En faisant des recherches sur les quelites comme l’amarante, le pourpier, le papalo, la sauge des devins, le balché ou même le maïs et le peyotl, j’ai appris que de nombreuses pratiques associées étaient cachées aux Espagnol.e.s. Les grains de maïs, par exemple, sont utilisés pour des pratiques divinatoires qui sont restées cachées.
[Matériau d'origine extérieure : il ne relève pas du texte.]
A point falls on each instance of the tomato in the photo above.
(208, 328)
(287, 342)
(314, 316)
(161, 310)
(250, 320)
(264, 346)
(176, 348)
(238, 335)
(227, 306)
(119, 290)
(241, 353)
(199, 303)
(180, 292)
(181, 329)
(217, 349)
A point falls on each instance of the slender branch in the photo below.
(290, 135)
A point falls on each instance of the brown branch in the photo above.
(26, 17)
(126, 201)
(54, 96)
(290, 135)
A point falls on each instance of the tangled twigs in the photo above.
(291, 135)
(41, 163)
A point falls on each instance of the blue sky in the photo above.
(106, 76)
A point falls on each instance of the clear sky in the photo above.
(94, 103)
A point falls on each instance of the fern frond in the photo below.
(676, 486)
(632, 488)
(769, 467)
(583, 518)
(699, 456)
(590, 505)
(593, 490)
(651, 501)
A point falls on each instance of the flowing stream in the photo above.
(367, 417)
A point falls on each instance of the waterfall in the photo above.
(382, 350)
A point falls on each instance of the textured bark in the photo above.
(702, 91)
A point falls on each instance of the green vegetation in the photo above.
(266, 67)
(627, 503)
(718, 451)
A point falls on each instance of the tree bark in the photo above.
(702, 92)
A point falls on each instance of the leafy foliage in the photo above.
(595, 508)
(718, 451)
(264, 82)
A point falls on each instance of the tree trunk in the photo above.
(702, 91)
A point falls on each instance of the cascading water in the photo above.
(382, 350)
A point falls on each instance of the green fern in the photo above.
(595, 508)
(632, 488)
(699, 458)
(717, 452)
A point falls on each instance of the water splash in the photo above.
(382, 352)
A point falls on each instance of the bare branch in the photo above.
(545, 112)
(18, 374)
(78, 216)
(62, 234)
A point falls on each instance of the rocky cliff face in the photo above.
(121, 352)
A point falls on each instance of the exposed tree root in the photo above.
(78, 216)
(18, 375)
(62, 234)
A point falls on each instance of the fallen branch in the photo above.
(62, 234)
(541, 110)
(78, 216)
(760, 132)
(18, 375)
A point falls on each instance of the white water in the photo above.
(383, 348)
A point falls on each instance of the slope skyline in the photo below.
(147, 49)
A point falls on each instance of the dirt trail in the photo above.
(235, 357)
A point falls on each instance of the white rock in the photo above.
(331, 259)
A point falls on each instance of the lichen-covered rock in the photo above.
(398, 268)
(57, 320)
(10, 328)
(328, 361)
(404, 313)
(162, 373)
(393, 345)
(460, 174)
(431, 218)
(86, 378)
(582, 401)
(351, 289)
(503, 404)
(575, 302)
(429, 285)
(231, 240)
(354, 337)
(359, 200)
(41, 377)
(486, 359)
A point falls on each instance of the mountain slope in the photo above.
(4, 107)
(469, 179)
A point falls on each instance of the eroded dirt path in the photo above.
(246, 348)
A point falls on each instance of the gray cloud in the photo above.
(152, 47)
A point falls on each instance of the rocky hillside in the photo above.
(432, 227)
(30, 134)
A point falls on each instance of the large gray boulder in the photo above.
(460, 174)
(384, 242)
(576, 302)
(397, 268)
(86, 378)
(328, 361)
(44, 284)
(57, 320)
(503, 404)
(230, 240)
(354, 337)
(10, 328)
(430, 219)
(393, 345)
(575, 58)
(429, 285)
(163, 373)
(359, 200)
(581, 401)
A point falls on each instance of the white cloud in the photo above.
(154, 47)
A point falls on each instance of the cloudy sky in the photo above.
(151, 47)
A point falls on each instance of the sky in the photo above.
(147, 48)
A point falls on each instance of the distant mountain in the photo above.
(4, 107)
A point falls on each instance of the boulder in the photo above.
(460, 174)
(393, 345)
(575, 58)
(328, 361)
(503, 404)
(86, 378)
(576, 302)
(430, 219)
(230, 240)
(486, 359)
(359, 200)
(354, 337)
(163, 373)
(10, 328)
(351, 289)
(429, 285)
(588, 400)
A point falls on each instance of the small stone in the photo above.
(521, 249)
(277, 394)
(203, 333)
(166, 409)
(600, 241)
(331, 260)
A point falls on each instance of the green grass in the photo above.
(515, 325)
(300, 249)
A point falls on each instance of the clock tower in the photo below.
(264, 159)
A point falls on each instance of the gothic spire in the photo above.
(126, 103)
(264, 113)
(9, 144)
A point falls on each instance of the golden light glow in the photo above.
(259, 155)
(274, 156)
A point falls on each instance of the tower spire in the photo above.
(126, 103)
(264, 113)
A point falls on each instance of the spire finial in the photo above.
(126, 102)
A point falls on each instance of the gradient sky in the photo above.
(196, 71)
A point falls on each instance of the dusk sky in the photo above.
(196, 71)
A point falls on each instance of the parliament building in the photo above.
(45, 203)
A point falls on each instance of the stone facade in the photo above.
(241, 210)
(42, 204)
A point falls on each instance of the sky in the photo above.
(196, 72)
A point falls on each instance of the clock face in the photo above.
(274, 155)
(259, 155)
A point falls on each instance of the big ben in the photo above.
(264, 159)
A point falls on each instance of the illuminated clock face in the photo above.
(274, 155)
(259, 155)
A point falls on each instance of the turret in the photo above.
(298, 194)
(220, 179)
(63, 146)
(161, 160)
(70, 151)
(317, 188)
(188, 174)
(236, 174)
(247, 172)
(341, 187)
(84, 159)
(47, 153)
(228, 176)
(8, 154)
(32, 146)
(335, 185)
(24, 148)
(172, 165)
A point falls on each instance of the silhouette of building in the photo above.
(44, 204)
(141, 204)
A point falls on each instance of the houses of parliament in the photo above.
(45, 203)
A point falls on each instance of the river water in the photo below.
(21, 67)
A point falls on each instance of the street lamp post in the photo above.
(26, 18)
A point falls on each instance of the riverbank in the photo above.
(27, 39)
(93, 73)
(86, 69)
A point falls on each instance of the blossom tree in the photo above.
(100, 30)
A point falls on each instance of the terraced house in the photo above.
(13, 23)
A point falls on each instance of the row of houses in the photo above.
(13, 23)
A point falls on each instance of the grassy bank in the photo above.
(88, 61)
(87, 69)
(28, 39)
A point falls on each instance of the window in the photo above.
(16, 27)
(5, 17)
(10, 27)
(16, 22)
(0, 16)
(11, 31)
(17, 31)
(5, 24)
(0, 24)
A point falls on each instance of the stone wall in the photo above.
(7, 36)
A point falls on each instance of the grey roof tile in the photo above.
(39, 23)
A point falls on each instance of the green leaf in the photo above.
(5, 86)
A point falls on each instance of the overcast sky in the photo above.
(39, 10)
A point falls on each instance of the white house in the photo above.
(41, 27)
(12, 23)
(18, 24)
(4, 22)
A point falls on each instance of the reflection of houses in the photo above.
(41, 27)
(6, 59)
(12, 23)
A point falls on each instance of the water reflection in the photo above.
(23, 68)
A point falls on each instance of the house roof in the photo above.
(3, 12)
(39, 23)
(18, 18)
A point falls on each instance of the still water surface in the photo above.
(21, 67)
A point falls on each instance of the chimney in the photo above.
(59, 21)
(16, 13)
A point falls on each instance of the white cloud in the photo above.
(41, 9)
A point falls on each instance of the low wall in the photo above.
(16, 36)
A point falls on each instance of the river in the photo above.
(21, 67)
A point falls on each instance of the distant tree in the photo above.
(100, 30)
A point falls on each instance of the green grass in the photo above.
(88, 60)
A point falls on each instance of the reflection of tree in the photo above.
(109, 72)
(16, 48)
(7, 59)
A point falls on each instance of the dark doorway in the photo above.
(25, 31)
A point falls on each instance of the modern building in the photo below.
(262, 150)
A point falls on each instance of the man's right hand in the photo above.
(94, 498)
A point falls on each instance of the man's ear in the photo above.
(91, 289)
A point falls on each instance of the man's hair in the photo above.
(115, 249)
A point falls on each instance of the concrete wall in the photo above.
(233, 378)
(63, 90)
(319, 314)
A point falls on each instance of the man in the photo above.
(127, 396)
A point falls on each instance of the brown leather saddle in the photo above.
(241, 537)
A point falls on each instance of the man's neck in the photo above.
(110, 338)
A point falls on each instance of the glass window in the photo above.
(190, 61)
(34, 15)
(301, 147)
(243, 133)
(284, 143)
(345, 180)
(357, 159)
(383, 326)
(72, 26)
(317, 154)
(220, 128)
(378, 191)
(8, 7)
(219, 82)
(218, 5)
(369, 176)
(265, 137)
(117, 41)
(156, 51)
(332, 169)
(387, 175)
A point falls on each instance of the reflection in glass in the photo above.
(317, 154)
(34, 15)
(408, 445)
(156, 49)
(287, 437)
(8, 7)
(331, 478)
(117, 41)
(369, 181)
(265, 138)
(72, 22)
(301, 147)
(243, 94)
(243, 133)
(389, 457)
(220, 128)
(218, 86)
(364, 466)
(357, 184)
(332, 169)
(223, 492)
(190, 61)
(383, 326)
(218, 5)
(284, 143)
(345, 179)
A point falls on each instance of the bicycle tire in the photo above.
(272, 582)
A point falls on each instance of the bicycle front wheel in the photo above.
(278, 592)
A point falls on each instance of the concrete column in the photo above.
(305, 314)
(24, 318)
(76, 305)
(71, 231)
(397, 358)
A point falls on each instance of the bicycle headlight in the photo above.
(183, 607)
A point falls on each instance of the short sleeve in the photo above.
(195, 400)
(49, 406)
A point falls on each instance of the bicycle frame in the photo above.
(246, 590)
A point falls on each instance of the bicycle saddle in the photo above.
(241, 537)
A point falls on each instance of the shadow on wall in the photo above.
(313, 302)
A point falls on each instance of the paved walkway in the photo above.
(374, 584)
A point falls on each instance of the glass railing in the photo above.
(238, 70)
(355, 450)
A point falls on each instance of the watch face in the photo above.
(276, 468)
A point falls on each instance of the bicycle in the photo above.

Après avoir brièvement passé en revue les caractéristiques de certaines plantes indigènes, j’ai consulté la littérature historique, sociologique et anthropologique spécialisée pour en savoir plus sur leurs utilisations alimentaires, médicinales et rituelles. J’ai ensuite édité ces informations pour les inclure dans chacun des dessins. Ainsi, chaque dessin contient des informations nutritionnelles, pharmacologiques, symboliques et rituelles sur l’utilisation des différentes espèces.
NP: En pensant à ce qui est révélé et à ce qui est sauvegardé, quelles stratégies pensez-vous pouvoir mettre en place à partir de votre pratique d’artiste pour résister aux mécanismes persistants de captation des connaissances ?
DC: Au début du projet, je me suis demandé quelles informations inclure ou ne pas inclure. Outre la restriction de l’espace dans le dessin, je me suis demandé d’où je tirais ces informations. J’ai commencé à m’interroger sur l’accès à la connaissance des plantes, sur les usages familiaux traditionnels et sur leur origine. À partir de là, j’ai évalué la pertinence de partager les connaissances que je tire d’autres sources et celles héritées de ma famille. J’ai évalué le lieu d’énonciation en me reconnaissant comme une femme, une artiste contemporaine, qui vit à Mexico et qui a accès à certaines connaissances. Je ne suis ni biologiste ni botaniste. Je suis une artiste dont le langage principal est le dessin, que je considère comme un outil de diffusion mais aussi d’exploration de soi à partir de ce que j’ai hérité et que je continue à cultiver. Les dessins sont le résultat d’une mise en forme des informations auxquelles j’ai accès en réfléchissant à ce qui doit être dit ou non. Par exemple, j’ai trouvé de nombreuses recettes pour des formes d’utilisation religieuse, alimentaire et médicinale que je trouve irresponsable de mettre dans les dessins parce que je n’ai pas les connaissances nécessaires pour le faire : certaines peuvent être très toxiques si elles ne sont pas utilisées correctement. Il y a des informations que je ne peux pas divulguer.